Well, a transition metal that forms an octahedral complex (hence, coordination number = `6`), such as `["Mn""O"_6]^(2+)`, would have its ligands lying on/along the x, y, and z axes, not in between them. However:

![chemed.chem.purdue.edu)

You can also see that the `3d_(xy)` orbitals have their lobes in between the x and y axes, which is less spatially obstructive to the equatorial ligands.

On the other hand, the `3d_(z^2)` orbitals have two lobes lying directly on/along the z-axis, in-line with the axial ligands, creating spatial obstruction and increasing their energy.
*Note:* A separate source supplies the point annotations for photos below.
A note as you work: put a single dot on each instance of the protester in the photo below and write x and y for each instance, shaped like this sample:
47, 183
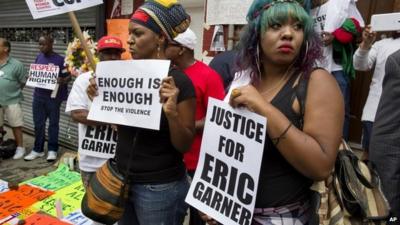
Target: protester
224, 62
158, 177
207, 83
367, 56
384, 149
339, 24
78, 104
12, 80
279, 49
45, 106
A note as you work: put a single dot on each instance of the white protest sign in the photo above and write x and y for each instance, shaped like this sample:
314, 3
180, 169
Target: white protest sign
227, 11
226, 179
43, 76
129, 93
97, 141
45, 8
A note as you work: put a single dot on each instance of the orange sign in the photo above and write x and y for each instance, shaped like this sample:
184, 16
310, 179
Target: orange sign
37, 219
119, 28
15, 200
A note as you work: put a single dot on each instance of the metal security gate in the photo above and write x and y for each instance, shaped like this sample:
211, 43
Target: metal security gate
17, 25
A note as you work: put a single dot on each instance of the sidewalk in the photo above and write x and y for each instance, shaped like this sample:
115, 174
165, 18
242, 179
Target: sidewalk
16, 171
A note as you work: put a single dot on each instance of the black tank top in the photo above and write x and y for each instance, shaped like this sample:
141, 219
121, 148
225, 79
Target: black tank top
280, 183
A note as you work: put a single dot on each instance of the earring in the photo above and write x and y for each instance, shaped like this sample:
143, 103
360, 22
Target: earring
158, 51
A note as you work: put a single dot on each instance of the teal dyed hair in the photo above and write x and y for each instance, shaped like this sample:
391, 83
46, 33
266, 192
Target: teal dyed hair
264, 13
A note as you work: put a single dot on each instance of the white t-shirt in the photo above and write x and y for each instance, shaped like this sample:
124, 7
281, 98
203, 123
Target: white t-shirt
328, 17
96, 144
364, 60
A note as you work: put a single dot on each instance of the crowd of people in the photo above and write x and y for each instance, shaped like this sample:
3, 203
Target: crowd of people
288, 47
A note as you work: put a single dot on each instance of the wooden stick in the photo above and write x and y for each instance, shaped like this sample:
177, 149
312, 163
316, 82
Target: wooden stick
78, 31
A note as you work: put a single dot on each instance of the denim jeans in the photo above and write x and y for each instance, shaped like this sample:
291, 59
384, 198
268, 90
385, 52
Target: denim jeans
158, 204
43, 109
344, 85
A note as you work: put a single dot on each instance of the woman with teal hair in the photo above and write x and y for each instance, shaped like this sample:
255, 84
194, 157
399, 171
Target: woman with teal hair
303, 106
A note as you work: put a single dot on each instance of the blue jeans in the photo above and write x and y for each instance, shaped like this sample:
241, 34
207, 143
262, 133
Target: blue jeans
344, 85
158, 204
43, 109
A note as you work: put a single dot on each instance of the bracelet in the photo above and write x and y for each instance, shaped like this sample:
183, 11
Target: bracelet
275, 141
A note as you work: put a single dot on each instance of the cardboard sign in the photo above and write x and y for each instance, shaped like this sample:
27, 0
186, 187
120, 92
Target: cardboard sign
71, 197
3, 186
40, 218
77, 218
227, 11
15, 200
43, 76
129, 93
226, 179
45, 8
97, 141
57, 179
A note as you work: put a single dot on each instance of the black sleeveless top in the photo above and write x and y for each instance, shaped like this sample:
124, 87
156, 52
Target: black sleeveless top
280, 183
You can further expect that since the metal is positively charged, the ligands tend to have negative charges, hence they possess electrons in their own orbitals that can repel the electrons in the transition metal's orbitals.

So, I would expect the `\mathbf(3d_(xy))` orbitals to be lower in energy.

And in fact, they are, because an octahedral complex has a crystal field splitting like this:

![chemed.chem.purdue.edu)

where `Delta"o"` is the crystal field splitting energy, `e_g` is the 'class' of orbitals higher in energy, and `t_(2g)` is the 'class' of orbitals lower in energy.